Au cours des dernières décennies, où les archéologues ont vu se développer la complexité de leur sujet à la mesure de leurs progrès méthodologiques et de la diversification géographique de leurs recherches, ces théories se sont révélées inapplicables sans de substantiels remaniements. S'il y a bien une certaine diffusion du Néolithique à partir du Proche-Orient, elle ne semble concerner que le pourtour de la Méditerranée, et son contenu exact fait problème. La primauté de la production de subsistance dans la genèse du processus est remise en cause tant en Afrique saharienne, où groupements humains et mutations technologiques semblent la précéder, qu'au Proche-Orient même où la constitution de villages non encore « producteurs » est apparue comme le phénomène premier, créant des conditions socioculturelles favorables à l'éclosion des autres inventions.

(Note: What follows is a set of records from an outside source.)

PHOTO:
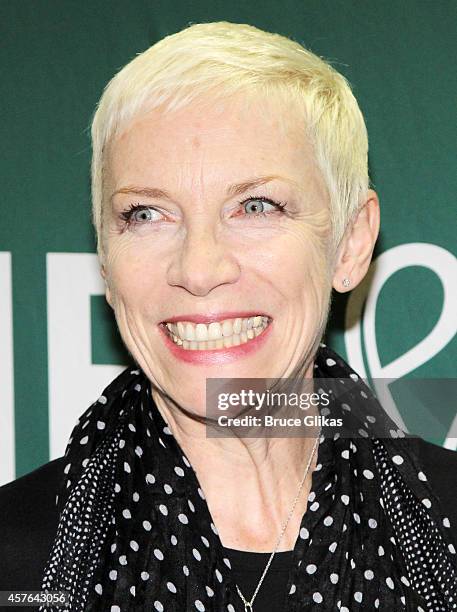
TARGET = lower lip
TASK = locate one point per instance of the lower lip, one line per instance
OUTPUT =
(216, 356)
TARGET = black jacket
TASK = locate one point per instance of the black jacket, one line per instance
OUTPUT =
(28, 515)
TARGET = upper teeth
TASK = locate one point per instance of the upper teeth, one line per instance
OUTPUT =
(201, 332)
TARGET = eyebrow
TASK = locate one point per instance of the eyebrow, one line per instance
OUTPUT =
(235, 189)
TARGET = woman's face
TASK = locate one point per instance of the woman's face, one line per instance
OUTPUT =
(196, 238)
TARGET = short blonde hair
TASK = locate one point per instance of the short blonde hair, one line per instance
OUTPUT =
(219, 59)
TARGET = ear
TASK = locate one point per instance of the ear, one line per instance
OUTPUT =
(104, 274)
(356, 248)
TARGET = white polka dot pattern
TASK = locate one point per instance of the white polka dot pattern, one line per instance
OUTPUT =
(135, 531)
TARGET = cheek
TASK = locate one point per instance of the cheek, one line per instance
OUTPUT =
(132, 278)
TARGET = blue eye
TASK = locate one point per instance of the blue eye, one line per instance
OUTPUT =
(261, 206)
(140, 214)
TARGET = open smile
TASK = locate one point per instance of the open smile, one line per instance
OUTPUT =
(215, 340)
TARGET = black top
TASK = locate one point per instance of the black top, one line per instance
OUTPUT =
(28, 523)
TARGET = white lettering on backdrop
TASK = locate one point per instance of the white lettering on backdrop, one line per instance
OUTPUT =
(74, 382)
(7, 446)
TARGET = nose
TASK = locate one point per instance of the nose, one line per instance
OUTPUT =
(202, 262)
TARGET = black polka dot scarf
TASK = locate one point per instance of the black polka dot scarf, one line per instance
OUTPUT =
(135, 532)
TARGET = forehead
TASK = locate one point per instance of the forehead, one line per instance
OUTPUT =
(204, 145)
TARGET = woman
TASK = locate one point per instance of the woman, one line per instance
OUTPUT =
(230, 194)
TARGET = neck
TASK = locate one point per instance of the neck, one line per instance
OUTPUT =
(249, 483)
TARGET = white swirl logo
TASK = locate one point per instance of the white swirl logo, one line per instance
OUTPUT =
(444, 265)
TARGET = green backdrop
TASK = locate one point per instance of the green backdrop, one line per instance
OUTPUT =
(56, 58)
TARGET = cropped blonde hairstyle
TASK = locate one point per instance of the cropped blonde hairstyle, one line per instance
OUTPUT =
(220, 59)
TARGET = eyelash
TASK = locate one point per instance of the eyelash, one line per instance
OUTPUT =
(127, 214)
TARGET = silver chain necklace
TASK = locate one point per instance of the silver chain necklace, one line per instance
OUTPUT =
(248, 604)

Une certaine cacophonie théorique subsistera tant que les chercheurs ne se seront pas accordés sur le contenu à donner à la notion de Néolithique, et qu'ils l'accepteront ou la répudieront au gré de leurs définitions propres. Doit-on la réserver aux cultures présentant tous les caractères énoncés plus haut ? Elle ne vaut en ce cas que pour la plupart des Néolithiques européens, tandis qu'elle s'applique seulement à la phase finale de la néolithisation au Proche-Orient et en Afrique, régions où ces caractères apparaissent en ordre dispersé. Doit-on, à la mode anglo-saxonne, la réserver aux populations d'agriculteurs et (ou) d'éleveurs ? Même exclusion pour la plupart des cultures africaines, pourtant considérées par d'autres comme néolithiques. Et qu'en est-il des groupements villageois préagricoles de Syrie-Palestine, où font défaut tous les autres caractères significatifs et qui sont pourtant une première étape conditionnant toutes les autres ?
Ce qui importe donc, c'est moins le concept de Néolithique qui, au sens plein, désigne seulement le terme d'un processus, que celui de néolithisation qui insiste sur la dynamique même de ce processus et admet la diversité des cheminements particuliers. Si pour les pays méditerranéens cette néolithisation reste conçue essentiellement comme un apport extérieur, puisqu'une influence du Proche-Orient existe bien, les documents africains[...]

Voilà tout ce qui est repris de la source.